Documentation
¶
Overview ¶
Package longmemeval provides a synthetic LongMemEval-style benchmark dataset with 10 QA pairs testing temporal reasoning, multi-hop retrieval, and knowledge-update (superseded memory) scenarios.
LongMemEval specifically probes an agent's ability to recall information from long-horizon conversation histories, including cases where facts have changed over time.
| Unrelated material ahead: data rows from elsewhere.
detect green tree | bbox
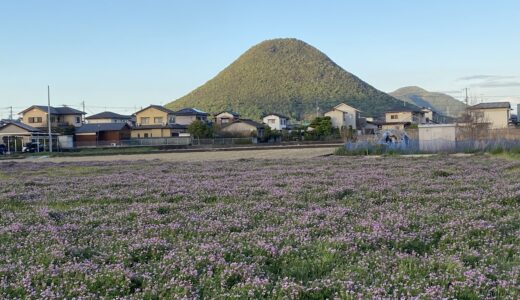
[188,120,213,139]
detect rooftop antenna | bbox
[47,86,52,152]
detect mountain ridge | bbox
[389,86,466,117]
[166,38,413,119]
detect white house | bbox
[468,102,511,129]
[85,111,132,124]
[325,103,359,129]
[262,113,289,130]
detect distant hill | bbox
[390,86,466,117]
[166,39,418,119]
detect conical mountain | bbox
[390,86,466,117]
[166,39,414,119]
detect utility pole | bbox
[46,86,52,152]
[81,100,85,122]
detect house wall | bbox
[75,133,98,146]
[21,108,48,127]
[262,115,287,130]
[221,123,257,137]
[381,124,404,130]
[418,124,457,152]
[471,108,510,129]
[60,115,82,127]
[175,116,197,125]
[385,111,416,123]
[325,109,357,129]
[87,119,128,124]
[0,124,30,135]
[215,112,235,126]
[21,108,82,127]
[135,107,171,126]
[130,128,172,139]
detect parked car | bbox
[22,143,45,153]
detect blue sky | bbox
[0,0,520,117]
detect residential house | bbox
[325,103,359,129]
[131,105,187,138]
[173,108,209,126]
[214,111,240,127]
[381,106,426,130]
[220,119,265,139]
[468,102,511,129]
[262,113,289,130]
[20,105,85,128]
[85,111,133,124]
[74,123,131,146]
[0,120,51,151]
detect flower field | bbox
[0,156,520,299]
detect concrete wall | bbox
[418,124,457,152]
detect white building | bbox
[418,124,458,152]
[85,111,132,124]
[468,102,511,129]
[325,103,359,129]
[262,113,289,130]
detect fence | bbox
[342,127,520,155]
[75,137,191,148]
[75,137,256,148]
[191,137,257,146]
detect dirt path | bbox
[12,147,336,162]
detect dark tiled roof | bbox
[222,119,265,128]
[385,105,421,113]
[132,124,188,130]
[469,102,511,109]
[85,111,132,120]
[21,105,86,115]
[214,110,240,118]
[174,108,208,116]
[262,113,289,119]
[76,123,130,133]
[0,120,43,132]
[134,104,175,115]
Package longmemeval implements the LongMemEval benchmark harness.
Index ¶
Constants ¶
This section is empty.
Variables ¶
This section is empty.
Functions ¶
func Run ¶
Run ingests all synthetic LongMemEval facts and evaluates all QA pairs. It returns a BenchmarkSummary with individual and aggregate results.
For each QA pair:
- Ingest all facts via client.Store.
- Run Recall(question, k) to retrieve relevant memories.
- Score: ExactMatch + TokenF1 + RecallAtK.
Types ¶
type MemoryFact ¶
type MemoryFact struct {
Content string
// DatasetValidFrom and DatasetValidTo are dataset metadata for human
// readability only. The "Dataset" prefix is intentional: these fields are
// NOT forwarded to the openclaw-cortex binary — the harness calls
// client.Store(ctx, fact.Content) and ignores them entirely.
// Temporal-versioning paths (valid_from/valid_to in the store, --supersedes,
// SearchFilters.AsOf) are therefore out of scope for this harness; it measures
// semantic retrieval only. See longmemeval/harness.go for the full rationale.
DatasetValidFrom string // e.g. "2024-01" — dataset documentation only; NOT passed to binary
DatasetValidTo string // non-empty = superseded fact; NOT passed as --supersedes
}
MemoryFact is a pre-formed statement that gets ingested directly via Store (rather than a full conversation turn) to simulate a long conversation history.